If your rim is symmetric, meaning that the holes are perfectly in the middle, you don’t need to bother and just enter 0 to the calculator. To avoid any confusion, most rims are symmetric but still have odd or even (however you may like) spoke holes drilled off-center by a very small margin. This doesn’t count as OSB as the offset is the same for left and right spoke. This, again, is just to accommodate and align spoke angle to the nipple seat in the rim bed.

Asimmetric rims and offset spoke bed
Asymmetry is the new symmetry

OSB

OSB stands for Offset Spoke Bed and when it is some number rather than zero, the rim will be asymmetric. That means that the spoke holes are not perfectly in the middle of but are closer to one side of the rim.

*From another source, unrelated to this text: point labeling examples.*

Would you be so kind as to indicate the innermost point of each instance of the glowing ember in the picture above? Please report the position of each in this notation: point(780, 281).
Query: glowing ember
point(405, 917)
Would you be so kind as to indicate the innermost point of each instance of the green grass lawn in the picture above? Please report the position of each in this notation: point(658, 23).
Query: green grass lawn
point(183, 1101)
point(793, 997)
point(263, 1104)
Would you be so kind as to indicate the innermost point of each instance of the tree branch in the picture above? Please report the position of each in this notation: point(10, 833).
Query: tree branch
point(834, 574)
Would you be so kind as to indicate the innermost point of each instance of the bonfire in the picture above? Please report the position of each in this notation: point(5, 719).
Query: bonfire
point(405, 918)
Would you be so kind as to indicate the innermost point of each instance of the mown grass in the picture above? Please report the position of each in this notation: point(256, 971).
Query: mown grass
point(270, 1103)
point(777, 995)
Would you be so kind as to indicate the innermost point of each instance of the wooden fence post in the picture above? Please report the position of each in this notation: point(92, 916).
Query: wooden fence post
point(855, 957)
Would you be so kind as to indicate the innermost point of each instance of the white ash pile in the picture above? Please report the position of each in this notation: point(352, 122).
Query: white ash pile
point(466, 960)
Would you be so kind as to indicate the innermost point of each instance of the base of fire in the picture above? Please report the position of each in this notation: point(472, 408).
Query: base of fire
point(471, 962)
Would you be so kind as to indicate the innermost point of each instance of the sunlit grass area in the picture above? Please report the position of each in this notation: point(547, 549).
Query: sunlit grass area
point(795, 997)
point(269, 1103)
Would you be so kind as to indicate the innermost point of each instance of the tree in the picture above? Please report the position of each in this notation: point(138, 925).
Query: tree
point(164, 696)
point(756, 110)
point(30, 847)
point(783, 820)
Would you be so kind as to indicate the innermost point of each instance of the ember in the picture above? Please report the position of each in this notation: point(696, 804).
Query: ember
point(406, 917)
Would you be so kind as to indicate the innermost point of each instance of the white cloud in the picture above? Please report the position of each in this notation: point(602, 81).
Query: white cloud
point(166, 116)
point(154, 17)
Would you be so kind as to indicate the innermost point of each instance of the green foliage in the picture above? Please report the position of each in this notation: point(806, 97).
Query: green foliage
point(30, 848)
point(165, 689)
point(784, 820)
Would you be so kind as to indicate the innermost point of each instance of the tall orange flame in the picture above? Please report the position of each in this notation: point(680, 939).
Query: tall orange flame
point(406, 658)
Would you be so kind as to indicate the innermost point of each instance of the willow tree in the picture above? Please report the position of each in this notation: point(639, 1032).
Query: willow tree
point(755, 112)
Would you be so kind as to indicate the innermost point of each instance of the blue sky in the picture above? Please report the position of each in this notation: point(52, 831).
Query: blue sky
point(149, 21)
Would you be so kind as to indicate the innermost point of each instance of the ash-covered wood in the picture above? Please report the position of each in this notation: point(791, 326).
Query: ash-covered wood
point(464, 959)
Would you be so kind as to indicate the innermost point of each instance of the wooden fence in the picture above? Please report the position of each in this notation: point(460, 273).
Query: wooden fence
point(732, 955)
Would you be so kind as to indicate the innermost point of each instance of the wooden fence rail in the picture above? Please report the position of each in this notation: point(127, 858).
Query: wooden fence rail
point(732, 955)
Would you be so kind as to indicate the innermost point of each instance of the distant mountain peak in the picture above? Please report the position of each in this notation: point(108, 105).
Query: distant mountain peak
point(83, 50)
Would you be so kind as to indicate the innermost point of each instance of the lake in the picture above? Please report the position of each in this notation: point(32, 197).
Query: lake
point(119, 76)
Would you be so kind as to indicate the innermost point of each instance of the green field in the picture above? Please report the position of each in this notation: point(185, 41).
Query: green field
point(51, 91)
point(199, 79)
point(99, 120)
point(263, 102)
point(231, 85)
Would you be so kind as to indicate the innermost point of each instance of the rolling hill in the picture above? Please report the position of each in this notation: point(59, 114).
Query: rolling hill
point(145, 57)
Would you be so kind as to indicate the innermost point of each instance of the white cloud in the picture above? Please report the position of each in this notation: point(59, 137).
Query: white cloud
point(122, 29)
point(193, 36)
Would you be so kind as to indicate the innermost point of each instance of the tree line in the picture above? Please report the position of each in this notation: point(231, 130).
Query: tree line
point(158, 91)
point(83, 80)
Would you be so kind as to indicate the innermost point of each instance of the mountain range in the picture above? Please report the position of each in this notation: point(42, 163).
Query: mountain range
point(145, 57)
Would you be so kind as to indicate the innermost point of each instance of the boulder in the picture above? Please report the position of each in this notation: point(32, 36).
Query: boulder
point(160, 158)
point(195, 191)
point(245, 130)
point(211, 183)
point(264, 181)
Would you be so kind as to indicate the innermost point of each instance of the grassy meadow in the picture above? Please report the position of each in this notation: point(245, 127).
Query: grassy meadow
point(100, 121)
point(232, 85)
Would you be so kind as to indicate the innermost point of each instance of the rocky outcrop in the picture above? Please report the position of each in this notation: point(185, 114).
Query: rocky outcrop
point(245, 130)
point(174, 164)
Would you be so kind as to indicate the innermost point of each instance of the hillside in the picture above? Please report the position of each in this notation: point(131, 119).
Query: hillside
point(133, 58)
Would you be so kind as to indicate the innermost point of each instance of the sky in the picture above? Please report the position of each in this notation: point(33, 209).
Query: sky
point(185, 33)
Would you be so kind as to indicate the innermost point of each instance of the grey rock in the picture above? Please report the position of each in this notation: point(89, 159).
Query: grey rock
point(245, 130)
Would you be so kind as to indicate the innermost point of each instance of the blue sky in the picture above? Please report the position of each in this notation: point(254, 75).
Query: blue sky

If you don’t have information about your rims OSB, you can measure your rim and calculate it’s spoke hole lateral offset accordingly:

  1. OSB = (W/2) - U
  2. Start by measuring the width (W) of the rim with a gauge caliper and divide it by two. This is your rim’s half-width.
  3. Measure the distance from the near sidewall to the center of the spoke hole (U).
  4. Now, subtract this number from the rim half-width. Very often it is a number between 2 and 3mm.
Asimmetric rims and offset spoke bed
Asymmetry is the new symmetry

IMPORTANT: When using asymmetric rims and OSB input, make sure you use a calculator for the right wheel. Put it simple, if you are calculating the front wheel, make sure you are filling the inputs under the Front Wheel Calculator. Calculator will then adjust WL and WR accordingly.

KEEP A RECORD

A good habit of all wheelbuilders is to keep a record. When taking measurements, record all information about components without rounding up numbers up or down. You will need this data not only for your initial calculation, but more importantly, for future use when a slight correction for the next wheel is necessary. Sometimes spoke lengths turn out to be slightly incorrect and it is up to you to write down any corrections needed.